Most small businesses will, at some stage, seek funding or investment – for growth, starting up, or to see them through a transitional period (or a downturn). In this article, we look at the main sources of funding that are available.
A large number of start-ups are ‘self funded’ – either via savings, loans from family and friends, or via existing sources of personal borrowings. Sometimes it can be difficult to raise funds from other sources if your business plan or case is not easily understood by third parties, so personal funding is often the only realistic source of initial funds.
Banks and Finance Companies
By far the most common source of funding comes from high street banks – in the form of loans, overdrafts, and other types of finance.
Banks, and more specialised finance companies also offer more ‘alternative’ sources of credit, such as factoring and invoice finance (which free up the value of your invoices, for a fee).
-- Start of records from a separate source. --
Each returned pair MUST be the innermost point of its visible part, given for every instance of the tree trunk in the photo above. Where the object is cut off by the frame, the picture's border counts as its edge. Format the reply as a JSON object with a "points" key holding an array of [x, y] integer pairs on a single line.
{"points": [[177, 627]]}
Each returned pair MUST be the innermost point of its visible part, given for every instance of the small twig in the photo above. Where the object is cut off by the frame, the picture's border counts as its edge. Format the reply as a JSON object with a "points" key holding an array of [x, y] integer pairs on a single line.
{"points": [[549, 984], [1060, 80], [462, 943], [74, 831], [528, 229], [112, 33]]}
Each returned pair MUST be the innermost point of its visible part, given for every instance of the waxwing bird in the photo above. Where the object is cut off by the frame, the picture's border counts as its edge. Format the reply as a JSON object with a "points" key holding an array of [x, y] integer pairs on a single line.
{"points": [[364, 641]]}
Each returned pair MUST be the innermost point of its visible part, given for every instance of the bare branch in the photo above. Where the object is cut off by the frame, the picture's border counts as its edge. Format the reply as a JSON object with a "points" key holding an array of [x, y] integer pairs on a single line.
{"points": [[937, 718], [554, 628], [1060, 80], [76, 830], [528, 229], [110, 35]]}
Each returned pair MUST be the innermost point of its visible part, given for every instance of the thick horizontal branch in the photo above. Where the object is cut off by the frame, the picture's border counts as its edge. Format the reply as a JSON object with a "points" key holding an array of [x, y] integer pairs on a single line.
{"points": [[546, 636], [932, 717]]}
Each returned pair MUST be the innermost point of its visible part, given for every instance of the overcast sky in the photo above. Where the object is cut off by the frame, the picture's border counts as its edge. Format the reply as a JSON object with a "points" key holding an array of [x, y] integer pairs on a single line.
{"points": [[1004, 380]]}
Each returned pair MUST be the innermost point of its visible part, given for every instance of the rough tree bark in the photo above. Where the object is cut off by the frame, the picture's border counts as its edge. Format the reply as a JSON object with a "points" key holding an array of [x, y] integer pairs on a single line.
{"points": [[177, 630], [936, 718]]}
More and more small businesses have turned to invoice finance companies as a means of freeing up cashflow during the downturn.
Business Angels / Investors
If you would like to bring in funding from an outside investor, you will typically seek out business angels who look for interesting projects to invest in, and make money from. These are usually wealthy individuals, who have previously sold a successful business.
You may also be aware of venture capitalists – typically companies who specialist in investing larger sums of cash into business ventures.
Unlike banks, outside investors will provide funds in return for a share in the business. They may also provide expertise to your business, which can prove as valuable as a cash injection in some cases.
Other sources of funding include grants (both Government and private sector) – there are thousands of grants available depending on your industry and location. You can find out which grants are available at sites like Grantsnet and j4b.